Richard J. Goldstone was prosecutor in Yugoslavia, Rwanda investigations

Richard J. Goldstone, incoming chairman of the advisory board of Brandeis University’s International Center for Ethics, Justice, and Public Life, has been named to lead an investigation into alleged war crimes committed during the recent Israeli-Palestinian conflict in Gaza.

The former UN chief prosecutor for war crimes in Yugoslavia and Rwanda, Goldstone will head a four-person team that will examine the actions of both sides,
according to the UN Human Rights Council, which announced the appointment Friday, April 3. Members of the team will work together in Geneva for the next few weeks before commencing their investigation in the region, according to United Nations officials.

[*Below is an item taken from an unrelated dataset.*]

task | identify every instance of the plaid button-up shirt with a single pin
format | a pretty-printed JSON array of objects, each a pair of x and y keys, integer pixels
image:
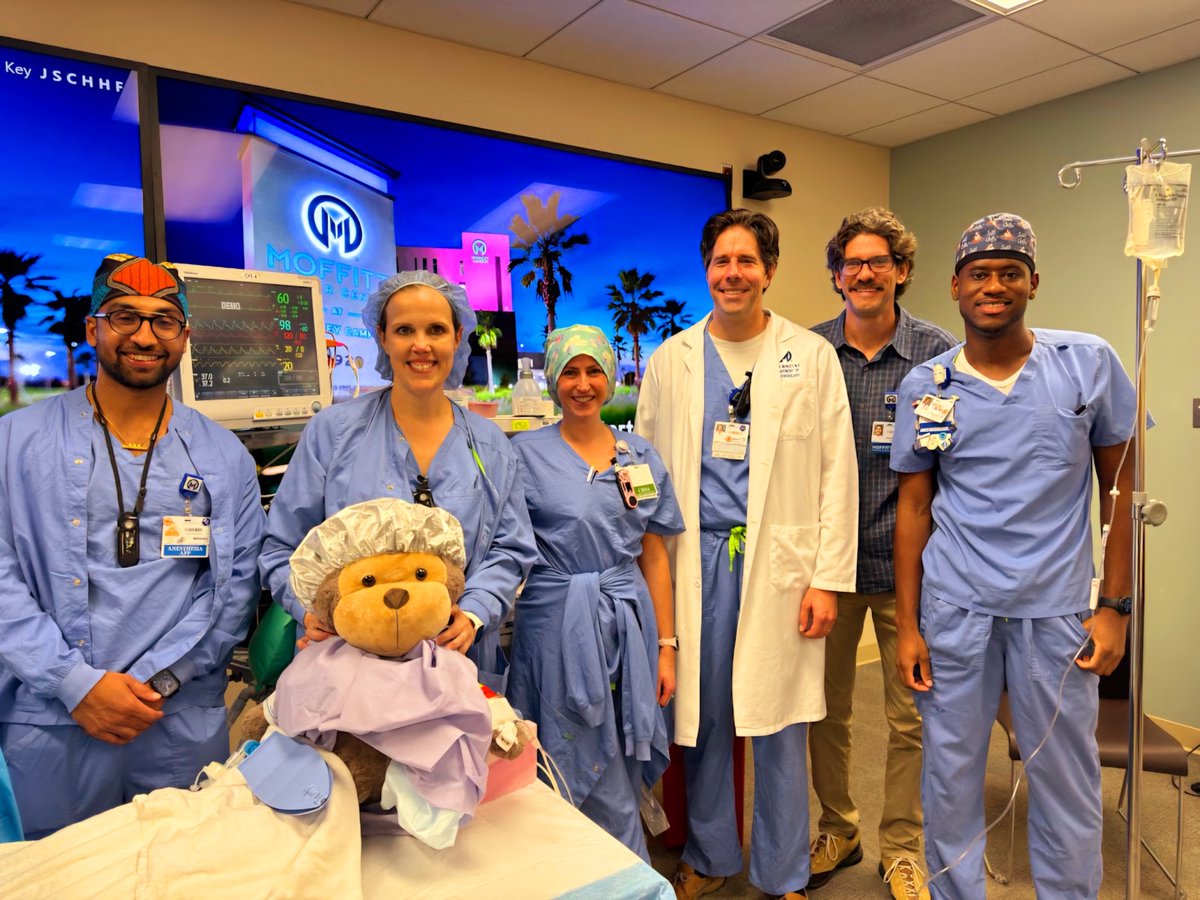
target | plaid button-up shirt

“It is in the interest of all Palestinians and Israelis that the allegations of war crimes and serious human rights violations related to the recent conflict on all sides be investigated,” Goldstone said in a statement issued by the UN. “It is my hope that the findings of this mission will make a meaningful contribution to the peace process in the Middle East and to providing justice for the victims.”

The fact-finding mission stems from a resolution adopted by the Human Rights Council in January, at the time of the conflict, which denounced “the grave violations of human rights in the Occupied Palestinian Territory, particularly due to the recent Israeli military attacks against the occupied Gaza Strip.” According to news reports, more than 1,400 Palestinians and 13 Israelis were killed in the conflict, which took place between
December 27, 2008, and January 18, 2009.

Israel disputes Palestinian claims that most of those killed were civilians, and says the vast majority of the dead were Hamas militants.

A member of the Ethics Center advisory board since its inception in 2000, Goldstone served as a judge of the Constitutional Court of South Africa from July 1994 to October 2003. From 1991 to 1994, he chaired what became known as the Goldstone Commission, an independent judicial commission that investigated activities and people who posed a threat to the restoration of civil rights during the transition to post-apartheid South Africa.

After his retirement from the bench, he served as a visiting professor at NYU Law School, Fordham Law School, Georgetown Law School, and Harvard Law School, and currently is the Spinoza Fellow at the Netherlands Institute for Advanced Study, in The Hague.